Voluntary guidelines for the way stevedores impose new landside port charges need to be mandated to give the heavy vehicle industry greater cost certainty, the National Road Transport Association said today.
Commenting following the release of the Australian Competition and Consumer Commission’s latest Container Stevedoring Monitoring Report, NatRoad said it was time the guidelines – drafted by the National Transport Commission with industry input – became law.
“Landside fees are rising too fast but we at least want some warning of increases so members can negotiate with their customers,” said NatRoad CEO Warren Clark.
“We especially want the voluntary guideline requiring stevedores to give 30 days’ notice of any increase in landside fee or charge before it is implemented to become law.
“Sixty days’ notice already operates at Port Botany so let’s make it uniform across the board.”

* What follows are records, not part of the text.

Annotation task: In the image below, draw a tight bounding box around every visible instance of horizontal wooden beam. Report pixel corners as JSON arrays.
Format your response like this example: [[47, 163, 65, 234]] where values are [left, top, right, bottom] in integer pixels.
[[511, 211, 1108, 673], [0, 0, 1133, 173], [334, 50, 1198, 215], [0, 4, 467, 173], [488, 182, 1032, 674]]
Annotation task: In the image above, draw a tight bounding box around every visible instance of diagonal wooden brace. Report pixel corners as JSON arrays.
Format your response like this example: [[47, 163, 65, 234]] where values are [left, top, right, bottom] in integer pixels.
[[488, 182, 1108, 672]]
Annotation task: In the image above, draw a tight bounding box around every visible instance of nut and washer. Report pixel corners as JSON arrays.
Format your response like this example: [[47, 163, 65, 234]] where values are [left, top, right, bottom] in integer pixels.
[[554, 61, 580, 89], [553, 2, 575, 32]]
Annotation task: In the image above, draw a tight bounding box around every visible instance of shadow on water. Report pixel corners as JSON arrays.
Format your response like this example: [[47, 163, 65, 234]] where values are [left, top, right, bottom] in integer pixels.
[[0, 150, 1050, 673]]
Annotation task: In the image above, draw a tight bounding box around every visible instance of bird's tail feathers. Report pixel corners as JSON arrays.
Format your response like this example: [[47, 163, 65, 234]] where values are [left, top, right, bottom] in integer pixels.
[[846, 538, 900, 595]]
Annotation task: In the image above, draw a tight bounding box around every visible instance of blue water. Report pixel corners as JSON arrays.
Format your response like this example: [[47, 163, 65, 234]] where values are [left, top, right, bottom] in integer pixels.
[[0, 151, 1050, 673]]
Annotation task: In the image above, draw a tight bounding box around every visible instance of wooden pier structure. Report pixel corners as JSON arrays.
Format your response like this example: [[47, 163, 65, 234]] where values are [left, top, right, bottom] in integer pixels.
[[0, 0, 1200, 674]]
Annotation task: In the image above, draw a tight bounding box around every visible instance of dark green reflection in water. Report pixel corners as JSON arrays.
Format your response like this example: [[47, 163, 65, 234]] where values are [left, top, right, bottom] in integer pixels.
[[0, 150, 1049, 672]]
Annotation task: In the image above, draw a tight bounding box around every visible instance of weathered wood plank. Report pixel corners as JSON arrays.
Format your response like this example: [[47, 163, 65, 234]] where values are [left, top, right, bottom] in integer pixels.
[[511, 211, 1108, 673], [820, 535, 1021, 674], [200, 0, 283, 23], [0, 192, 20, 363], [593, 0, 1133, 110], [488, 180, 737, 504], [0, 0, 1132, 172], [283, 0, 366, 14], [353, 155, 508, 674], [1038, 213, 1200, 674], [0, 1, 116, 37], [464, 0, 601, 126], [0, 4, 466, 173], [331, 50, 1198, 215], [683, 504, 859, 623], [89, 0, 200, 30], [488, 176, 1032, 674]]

Mr Clark said NatRoad was concerned that some stevedores are actively discouraging High Productivity Vehicles by charging greater fees for deliveries by ‘long vehicles’.
“It’s our view that the range of so-called ‘novel’ fees are punitive for events like delayed or absent pickups, with one jumping by about 50 percent since 2020.
“We certainly take issue with the ACCC statement that ‘given stevedores provide landside services to transport operators, it is efficient for the stevedores to levy fees and charges on transport operators for those services providing that they are not excessive’.
“Feedback from my members and noted by the ACCC, is that delays in unloading containers at terminals and delivering empty containers to empty container parks have worsened.
“Idle time, missed slots and the need to work outside of standard hours can all result in penalty fees or increased staffing costs.
“It’s time we took ever increasing, opportunistic costs out of the supply chain and ports are a major pain point as the country struggles to drag itself out of the pandemic.”